I have heard similar lockout stories from other pilots, all of whom tell their tale as happening to “another airline.” In some versions, the captain leaves the cockpit to greet the passengers or to get sugar for his coffee. In others, turbulence causes the door to shut on its own.
I have also heard the story from air travelers, who tell it with a different emphasis. They lead in with the supposed ineptitude of a particular airline, tell the locked-out-pilot story, and conclude, “I’ll never fly with them again!”
Another typical way that such legends are circulated is via newspaper columnists, who sometimes repeat entertaining stories they have heard without establishing their truth. Readers of the Seattle Times
on December 30, 1987, for example, found “The Locked-out Pilot” story in Rick Anderson’s triweekly column under the headline “Next Time You Fly, Make Sure the Pilot Has an Ax.”
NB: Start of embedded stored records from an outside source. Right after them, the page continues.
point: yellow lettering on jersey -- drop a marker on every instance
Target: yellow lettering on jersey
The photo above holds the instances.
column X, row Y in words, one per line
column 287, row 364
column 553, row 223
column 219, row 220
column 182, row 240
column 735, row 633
Anderson’s version concerned a Boeing commercial jet operated by a Far East carrier. (Notice how subtle criticism of foreigners creeps into this one.) Anderson credited the story to “a Boeing representative, based on a first-hand account from one of Boeing’s Far East agents.” That, my friends, is a FOAF
*
if I ever met one.
And it’s a familiar variation of the legend as well: two pilots stroll down the aisle to greet passengers, the cockpit door gets stuck, and “they used an ax on the door.”
I wonder if it ever occurred to the
Boeing rep either to double-check the story or—as a matter of general interest—to have someone at the assembly plant experiment in order to see just how long it takes to use a fire ax to break down a well-designed security door on a jumbo jet.
And what is an airplane-company rep doing telling such stories to a journalist anyway? The whole thing smells of urban legend to yours truly.